Image by Simon Greenwood


Study species: mountain bongo

The mountain bongo is a critically endangered antelope, with only four small, isolated populations resident in Kenya comprising est. <50 individuals per population (Elkan & Smith, 2013; Mountain Bongo Surveillance Project, 2015). The development of a global metapopulation management plan for the species has been named a key conservation target by the Kenya Wildlife Service. The low genetic diversity of the in situ populations may be augmented through translocation from ex situ populations. To avoid potential outbreeding depression, however, it is important to understand the current population status and historic population structure of the species. Increasing our knowledge of historic population structure and current population status would satisfy Target 2.3.2 of the Kenya Wildlife Service's action plan for the species ('Identify genetically viable populations of mountain bongo which are as representative as possible of historic populations'; Kenya Wildlife Service, 2019) and is vital to the creation of viable, self-sustaining populations into the future.

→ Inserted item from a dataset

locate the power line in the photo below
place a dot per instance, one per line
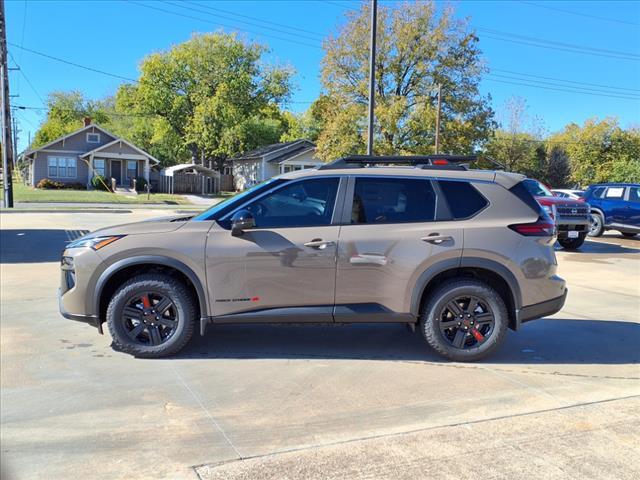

Surveying the public, policymakers and conservation professionals

Translocation and reintroduction are strategies commonly employed in conservation action (Brett, 1998; Pinter-Wollman et al, 2009; Massei et al, 2010). A review of the published literature on translocation of African large herbivores shows results that would not necessarily be expected, for example an apparent focus on animals classed as Least Concern and/or that are increasing in population number. How translocation decisions are made and the motivations behind translocation of African herbivores are not always clear. Some translocations are used to solve an immediate problem, such as human wildlife conflict (Massei et al, 2010; Whisson et al, 2012), and others as population management strategies (Craven et al, 1998; Whisson et al, 2012). However, translocations are expensive and culling or contraception has also been used. Decisions to translocation do not appear to be based in IUCN status (Tensen, 2018) and species biases are widely acknowledged. Understanding what people believe to be most important when making decisions on whether to translocate animals (e.g. economic costs, ecological impact) and how we should prioritise species is vital in furthering our knowledge of people's motivations for conservation action. This is especially important when investigating the prevalence of species biases within policymakers and conservation practitioners, and how these biases interact with decisions to undertake translocations.